Cette démarche est déjà à l’œuvre dans nombre d’endroits. Enfants de l’éducation populaire et des pédagogies Freinet et institutionnelle, les RERS concernent d’abord l’école : au maître explicateur qui affirme « sans mon explication, tu n’y arriveras pas » s’oppose le maître émancipateur « tu es capable de comprendre, tu vas apprendre à apprendre et à comprendre en cherchant les explications y compris auprès des autres ». Et les petits de maternelle de se proposer pour s’apprendre mutuellement à se beurrer leur tartine ou à se lacer leurs chaussures. Et les grands de collège apposant une gommette de couleur différente sur le tableau énonçant des connaissances qui leur semblent acquises ou non-acquises, se donnant ainsi les moyens alors de solliciter ceux de leurs camarades qui pourraient les aider à progresser.
Mais cela peut aussi être un outil pour les travailleurs sociaux. Même si les intervenants cherchent à faire fructifier le potentiel de l’usager, ils ne prennent pas toujours les moyens de bien les identifier.
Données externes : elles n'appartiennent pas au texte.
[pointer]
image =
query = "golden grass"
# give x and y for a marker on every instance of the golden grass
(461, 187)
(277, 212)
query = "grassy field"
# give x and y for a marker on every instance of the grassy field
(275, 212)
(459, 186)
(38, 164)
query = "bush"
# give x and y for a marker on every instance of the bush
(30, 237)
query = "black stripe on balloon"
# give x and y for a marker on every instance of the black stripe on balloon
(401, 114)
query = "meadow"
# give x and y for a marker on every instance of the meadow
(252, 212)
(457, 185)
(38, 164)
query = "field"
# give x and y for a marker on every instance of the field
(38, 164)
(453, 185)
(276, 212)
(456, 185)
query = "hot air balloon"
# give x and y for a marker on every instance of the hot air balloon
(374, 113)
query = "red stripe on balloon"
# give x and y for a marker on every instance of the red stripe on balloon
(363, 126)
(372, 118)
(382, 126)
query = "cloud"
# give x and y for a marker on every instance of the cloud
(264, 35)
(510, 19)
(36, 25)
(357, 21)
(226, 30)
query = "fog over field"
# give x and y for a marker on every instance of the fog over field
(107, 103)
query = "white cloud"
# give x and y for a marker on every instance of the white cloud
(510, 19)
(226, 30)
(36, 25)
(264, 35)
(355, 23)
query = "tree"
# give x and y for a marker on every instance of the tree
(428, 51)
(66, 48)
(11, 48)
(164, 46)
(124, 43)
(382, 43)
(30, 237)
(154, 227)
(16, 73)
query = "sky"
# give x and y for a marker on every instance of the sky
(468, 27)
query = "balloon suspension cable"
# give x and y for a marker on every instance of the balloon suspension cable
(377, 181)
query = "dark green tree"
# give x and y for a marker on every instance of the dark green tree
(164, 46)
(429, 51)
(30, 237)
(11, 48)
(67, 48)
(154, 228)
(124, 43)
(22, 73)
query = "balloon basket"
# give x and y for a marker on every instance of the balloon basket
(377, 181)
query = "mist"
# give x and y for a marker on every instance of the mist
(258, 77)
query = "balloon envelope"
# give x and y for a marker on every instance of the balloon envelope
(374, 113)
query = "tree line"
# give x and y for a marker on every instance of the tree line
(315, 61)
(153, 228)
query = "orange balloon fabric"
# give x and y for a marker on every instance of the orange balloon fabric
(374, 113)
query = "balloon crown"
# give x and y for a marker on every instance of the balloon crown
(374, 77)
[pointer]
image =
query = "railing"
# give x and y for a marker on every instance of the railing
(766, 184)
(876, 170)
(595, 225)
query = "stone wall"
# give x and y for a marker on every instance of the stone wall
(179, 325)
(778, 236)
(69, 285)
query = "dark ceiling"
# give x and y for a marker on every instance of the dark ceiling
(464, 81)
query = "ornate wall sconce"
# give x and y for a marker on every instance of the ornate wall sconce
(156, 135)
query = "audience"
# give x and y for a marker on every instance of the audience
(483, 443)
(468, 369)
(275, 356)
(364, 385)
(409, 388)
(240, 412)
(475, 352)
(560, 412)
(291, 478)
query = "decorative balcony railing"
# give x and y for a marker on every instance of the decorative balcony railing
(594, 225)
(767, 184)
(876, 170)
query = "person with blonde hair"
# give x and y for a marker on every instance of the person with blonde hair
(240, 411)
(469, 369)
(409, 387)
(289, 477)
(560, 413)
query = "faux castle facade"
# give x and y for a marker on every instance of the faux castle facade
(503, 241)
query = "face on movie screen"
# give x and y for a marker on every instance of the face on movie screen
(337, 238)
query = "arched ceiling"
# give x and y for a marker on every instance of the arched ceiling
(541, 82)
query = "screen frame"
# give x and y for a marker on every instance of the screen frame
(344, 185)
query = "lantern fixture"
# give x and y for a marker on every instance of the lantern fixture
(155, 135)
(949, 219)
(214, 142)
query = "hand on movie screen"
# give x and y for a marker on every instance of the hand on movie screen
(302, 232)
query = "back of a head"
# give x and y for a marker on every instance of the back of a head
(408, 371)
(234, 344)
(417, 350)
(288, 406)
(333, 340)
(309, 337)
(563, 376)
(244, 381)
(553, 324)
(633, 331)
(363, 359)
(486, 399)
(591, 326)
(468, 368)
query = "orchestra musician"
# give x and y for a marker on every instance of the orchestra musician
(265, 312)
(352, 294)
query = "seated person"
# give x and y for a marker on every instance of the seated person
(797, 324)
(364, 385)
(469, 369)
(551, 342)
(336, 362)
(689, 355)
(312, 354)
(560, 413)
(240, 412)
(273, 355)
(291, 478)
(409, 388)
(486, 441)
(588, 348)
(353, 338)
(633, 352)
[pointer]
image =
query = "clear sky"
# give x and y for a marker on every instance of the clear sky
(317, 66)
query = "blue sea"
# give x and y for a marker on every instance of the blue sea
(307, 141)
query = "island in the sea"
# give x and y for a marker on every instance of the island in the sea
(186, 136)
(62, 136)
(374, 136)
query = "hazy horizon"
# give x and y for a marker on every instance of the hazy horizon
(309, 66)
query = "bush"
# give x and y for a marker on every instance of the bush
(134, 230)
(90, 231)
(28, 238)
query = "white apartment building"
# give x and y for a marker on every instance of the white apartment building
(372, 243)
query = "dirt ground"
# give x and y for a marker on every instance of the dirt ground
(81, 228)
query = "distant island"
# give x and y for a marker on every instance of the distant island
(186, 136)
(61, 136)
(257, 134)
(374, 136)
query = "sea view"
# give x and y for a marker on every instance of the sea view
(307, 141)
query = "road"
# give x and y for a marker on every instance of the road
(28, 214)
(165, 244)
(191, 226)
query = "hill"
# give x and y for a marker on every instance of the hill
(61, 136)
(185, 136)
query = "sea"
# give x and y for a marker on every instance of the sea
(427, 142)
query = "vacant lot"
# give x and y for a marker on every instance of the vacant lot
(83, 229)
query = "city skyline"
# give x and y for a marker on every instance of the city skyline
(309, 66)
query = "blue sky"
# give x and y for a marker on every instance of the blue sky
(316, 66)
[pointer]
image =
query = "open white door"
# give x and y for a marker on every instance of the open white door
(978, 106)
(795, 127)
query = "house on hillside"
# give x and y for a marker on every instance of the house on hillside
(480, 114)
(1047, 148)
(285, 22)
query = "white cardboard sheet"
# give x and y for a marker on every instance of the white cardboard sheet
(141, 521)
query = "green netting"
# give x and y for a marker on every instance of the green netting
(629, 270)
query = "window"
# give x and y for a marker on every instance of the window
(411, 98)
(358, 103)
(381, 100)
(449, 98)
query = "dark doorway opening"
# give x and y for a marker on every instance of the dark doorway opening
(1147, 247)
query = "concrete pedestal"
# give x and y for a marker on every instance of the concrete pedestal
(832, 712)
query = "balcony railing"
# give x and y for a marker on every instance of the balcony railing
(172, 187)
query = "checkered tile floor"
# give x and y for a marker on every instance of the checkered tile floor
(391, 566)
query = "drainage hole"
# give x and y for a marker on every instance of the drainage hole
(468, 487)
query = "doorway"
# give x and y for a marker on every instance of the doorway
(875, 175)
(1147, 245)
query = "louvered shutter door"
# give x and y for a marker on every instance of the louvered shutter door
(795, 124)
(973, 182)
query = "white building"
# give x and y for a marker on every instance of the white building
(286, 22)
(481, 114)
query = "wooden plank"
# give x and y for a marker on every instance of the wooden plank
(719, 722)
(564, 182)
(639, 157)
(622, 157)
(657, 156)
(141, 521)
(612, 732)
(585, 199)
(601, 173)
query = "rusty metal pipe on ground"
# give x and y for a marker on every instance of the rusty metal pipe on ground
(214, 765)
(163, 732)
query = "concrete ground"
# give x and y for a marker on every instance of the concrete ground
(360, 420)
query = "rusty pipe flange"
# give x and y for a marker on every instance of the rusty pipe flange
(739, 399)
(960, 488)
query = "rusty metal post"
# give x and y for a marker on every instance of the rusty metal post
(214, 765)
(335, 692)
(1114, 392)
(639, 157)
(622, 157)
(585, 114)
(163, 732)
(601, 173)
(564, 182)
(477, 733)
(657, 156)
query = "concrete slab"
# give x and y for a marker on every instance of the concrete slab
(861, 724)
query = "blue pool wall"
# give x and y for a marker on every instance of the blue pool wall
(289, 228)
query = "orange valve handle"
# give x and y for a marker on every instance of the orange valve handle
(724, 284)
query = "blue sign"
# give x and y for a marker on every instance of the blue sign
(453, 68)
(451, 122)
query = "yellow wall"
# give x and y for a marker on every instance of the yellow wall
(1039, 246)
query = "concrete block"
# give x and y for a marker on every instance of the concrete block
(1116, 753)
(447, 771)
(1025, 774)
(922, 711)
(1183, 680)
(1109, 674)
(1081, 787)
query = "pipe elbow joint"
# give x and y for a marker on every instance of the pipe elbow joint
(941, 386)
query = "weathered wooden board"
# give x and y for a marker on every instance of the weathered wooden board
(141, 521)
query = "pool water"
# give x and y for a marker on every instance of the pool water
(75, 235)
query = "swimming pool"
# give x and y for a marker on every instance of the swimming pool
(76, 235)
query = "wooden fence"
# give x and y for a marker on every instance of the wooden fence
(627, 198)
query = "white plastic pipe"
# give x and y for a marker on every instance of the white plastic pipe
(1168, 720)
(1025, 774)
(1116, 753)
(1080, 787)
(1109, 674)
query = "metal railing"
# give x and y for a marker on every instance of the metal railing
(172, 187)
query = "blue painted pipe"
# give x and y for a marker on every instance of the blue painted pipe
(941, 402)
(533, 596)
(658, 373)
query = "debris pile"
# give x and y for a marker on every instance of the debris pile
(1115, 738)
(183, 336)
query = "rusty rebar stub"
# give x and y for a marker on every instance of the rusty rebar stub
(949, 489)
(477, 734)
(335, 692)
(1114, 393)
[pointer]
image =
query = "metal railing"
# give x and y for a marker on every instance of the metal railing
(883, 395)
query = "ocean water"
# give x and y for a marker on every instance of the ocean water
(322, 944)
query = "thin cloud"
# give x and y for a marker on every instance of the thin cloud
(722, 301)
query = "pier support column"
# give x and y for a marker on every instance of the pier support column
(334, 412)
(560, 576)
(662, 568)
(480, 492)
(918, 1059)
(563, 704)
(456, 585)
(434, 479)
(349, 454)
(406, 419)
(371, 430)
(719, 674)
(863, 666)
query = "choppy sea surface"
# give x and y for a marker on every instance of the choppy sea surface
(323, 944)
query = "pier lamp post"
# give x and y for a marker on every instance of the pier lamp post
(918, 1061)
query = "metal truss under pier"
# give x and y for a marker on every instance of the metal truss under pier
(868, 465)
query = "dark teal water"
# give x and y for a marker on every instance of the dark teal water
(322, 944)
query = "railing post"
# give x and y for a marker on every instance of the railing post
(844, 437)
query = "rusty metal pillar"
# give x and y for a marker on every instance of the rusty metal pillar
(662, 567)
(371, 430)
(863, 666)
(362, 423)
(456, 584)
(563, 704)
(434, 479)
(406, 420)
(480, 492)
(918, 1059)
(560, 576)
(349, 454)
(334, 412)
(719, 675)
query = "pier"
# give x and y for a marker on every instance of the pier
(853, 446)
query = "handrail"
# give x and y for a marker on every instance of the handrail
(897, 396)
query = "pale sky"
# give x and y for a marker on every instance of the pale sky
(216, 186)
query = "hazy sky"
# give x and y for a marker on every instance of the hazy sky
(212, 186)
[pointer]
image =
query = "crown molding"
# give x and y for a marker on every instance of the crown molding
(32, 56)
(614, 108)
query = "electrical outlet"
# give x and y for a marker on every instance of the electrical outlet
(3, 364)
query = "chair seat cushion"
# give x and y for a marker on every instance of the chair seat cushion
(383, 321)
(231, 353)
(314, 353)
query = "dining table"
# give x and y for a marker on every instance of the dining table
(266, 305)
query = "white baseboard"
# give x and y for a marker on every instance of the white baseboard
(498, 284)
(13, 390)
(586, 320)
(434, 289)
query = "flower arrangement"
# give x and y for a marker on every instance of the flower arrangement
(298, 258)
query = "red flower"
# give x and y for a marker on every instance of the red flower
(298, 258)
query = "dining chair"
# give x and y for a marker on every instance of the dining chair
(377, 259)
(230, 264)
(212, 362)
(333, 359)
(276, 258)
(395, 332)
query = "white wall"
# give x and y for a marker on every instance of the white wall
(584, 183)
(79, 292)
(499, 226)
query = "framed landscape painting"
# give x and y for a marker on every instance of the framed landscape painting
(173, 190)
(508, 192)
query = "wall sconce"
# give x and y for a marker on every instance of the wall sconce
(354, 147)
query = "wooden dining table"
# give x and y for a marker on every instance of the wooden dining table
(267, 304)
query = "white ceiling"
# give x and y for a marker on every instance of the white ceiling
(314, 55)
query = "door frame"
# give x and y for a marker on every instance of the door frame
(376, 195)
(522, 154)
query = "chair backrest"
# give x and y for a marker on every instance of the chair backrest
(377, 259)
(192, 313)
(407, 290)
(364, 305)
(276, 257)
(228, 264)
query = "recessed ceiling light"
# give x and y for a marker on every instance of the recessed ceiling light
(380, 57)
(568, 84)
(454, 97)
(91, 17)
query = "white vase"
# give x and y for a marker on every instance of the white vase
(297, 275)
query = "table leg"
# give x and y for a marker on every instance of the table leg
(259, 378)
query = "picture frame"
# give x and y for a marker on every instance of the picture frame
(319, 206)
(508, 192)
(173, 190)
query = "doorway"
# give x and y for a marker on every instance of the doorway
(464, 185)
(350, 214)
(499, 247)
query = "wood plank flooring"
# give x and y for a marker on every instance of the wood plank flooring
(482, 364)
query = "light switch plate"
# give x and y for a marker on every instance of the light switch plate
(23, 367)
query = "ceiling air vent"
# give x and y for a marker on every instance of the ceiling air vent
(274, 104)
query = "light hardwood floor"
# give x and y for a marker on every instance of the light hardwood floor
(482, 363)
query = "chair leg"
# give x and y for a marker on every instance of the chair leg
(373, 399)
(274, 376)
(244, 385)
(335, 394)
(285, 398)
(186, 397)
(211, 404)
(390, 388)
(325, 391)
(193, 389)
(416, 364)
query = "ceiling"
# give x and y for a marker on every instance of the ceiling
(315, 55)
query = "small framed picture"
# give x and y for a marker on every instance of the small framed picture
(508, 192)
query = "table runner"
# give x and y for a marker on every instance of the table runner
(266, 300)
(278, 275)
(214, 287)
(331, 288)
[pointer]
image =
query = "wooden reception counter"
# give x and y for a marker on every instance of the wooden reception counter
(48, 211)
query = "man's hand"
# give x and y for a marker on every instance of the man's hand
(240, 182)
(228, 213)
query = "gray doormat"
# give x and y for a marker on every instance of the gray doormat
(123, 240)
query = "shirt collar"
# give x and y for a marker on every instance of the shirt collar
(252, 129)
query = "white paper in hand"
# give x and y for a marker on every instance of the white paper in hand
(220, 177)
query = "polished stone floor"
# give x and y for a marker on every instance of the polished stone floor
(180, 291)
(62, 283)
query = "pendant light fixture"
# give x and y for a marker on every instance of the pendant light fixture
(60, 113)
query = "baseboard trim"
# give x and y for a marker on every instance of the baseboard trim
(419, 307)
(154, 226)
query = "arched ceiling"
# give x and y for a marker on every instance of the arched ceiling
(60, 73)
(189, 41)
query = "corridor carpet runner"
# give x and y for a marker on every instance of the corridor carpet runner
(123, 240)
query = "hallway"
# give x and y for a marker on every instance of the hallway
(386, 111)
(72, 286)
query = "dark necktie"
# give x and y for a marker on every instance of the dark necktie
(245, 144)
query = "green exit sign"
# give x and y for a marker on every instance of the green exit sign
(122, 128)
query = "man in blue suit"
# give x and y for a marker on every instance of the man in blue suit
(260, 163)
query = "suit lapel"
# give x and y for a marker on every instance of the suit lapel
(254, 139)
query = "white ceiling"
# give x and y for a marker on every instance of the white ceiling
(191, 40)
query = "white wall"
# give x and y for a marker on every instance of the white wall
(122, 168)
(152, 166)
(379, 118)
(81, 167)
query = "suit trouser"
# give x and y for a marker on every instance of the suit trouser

Repérer les savoirs de l’autre, c’est aussi un apprentissage. Cela passe d’ailleurs aussi par la reconnaissance de ses propres compétences et de ses propres manques. Se confronter aux savoirs d’usagers, perçus alors comme des partenaires, permet de percevoir les complémentarités qu’ils proposent. C’est finalement adopter une position d’accompagnateur-transmetteur visant à l’autonomie de son interlocuteur. Cela se manifeste par exemple dans la démarche qui, se refusant de répondre directement aux demandes, propose des rencontres avec d’autres usagers ayant les compétences pour apprendre à apporter ses propres réponses. Les RERS constituent un formidable support permettant de se (re)construire une image positive de soi et une relation de confiance à l’autre.